A few years later, when I was doing an MPhil in Sociology at Delhi University, a small workshop was organised around Marxist intellectuals who sought to expand the horizons of Marxism. While people discussed Alexandra Kollontai and Ritwik Ghatak in the workshop, no one had even heard of Sharad Patil. I began to think about this translation at about this time. Thus, the idea of this project has been with me for a while now.
To illustrate the relevance of this translation, I would like to highlight two points. One is the sheer richness of Patil’s scholarship. He draws upon a range of sources including the Sanskrit Dharmashastra texts, Panini’s treatise on grammar, Kautilya’s Artha Shastra, Buddhist texts including the Pitakas and the Nikayas, writings on Indian history by Romila Thapar, Irfan Habib, Rahul Sankrityayan and DD Kosambi, and various texts of fiction and non-fiction.

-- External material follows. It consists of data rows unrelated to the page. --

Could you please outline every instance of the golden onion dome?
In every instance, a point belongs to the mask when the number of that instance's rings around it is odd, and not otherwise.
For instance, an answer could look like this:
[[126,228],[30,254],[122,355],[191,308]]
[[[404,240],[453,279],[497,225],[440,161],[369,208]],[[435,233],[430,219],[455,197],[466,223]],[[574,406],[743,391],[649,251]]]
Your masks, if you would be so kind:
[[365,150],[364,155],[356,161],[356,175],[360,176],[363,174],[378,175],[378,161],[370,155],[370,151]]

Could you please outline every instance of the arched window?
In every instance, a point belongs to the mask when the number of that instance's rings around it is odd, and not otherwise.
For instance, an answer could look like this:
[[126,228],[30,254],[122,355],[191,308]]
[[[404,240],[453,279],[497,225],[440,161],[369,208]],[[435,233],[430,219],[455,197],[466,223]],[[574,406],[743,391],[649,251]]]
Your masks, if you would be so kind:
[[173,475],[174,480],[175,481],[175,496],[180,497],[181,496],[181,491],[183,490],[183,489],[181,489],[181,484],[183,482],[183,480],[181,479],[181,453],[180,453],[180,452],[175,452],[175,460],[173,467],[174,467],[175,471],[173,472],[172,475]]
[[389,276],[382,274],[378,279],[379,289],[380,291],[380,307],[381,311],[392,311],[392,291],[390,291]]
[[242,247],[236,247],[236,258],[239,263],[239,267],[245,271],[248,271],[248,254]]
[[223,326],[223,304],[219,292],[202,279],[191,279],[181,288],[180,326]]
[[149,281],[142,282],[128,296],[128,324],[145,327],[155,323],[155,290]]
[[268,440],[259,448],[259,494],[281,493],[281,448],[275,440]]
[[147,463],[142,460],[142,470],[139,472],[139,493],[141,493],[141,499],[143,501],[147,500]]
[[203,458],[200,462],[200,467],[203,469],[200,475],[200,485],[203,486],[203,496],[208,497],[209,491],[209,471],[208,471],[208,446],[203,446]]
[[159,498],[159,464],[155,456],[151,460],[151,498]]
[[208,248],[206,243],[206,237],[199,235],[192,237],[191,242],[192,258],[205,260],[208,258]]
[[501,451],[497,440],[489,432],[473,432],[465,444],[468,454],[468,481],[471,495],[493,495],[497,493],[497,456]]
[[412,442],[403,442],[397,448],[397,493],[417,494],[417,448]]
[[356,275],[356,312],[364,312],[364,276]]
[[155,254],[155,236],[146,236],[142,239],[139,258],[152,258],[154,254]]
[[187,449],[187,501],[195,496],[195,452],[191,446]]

Also, while Patil is rooted in the long history of the Marathi analytical tradition, he also experiments with the conventional Marathi philosophical vocabulary. For example, he uses Anityata (transience) for dialectics instead of the more conventional Dwandwatmakata, to elucidate the deeper semantic relationship between Marxism and Buddhism.
Thus, Patil’s Marxism: Phule-Ambedkarism is not merely ideological arithmetic but a profoundly creative project. The second point is that Sharad Patil seeks to build a Shudra philosophical worldview that borrows from multiple indigenous intellectual traditions, from Buddha to Phule. Patil presents an intellectual history of India that has largely been ignored by modern academic writings. I dearly hope that this translation will open up fresh ways of recovering and engaging with India’s variety of intellectual and political pasts.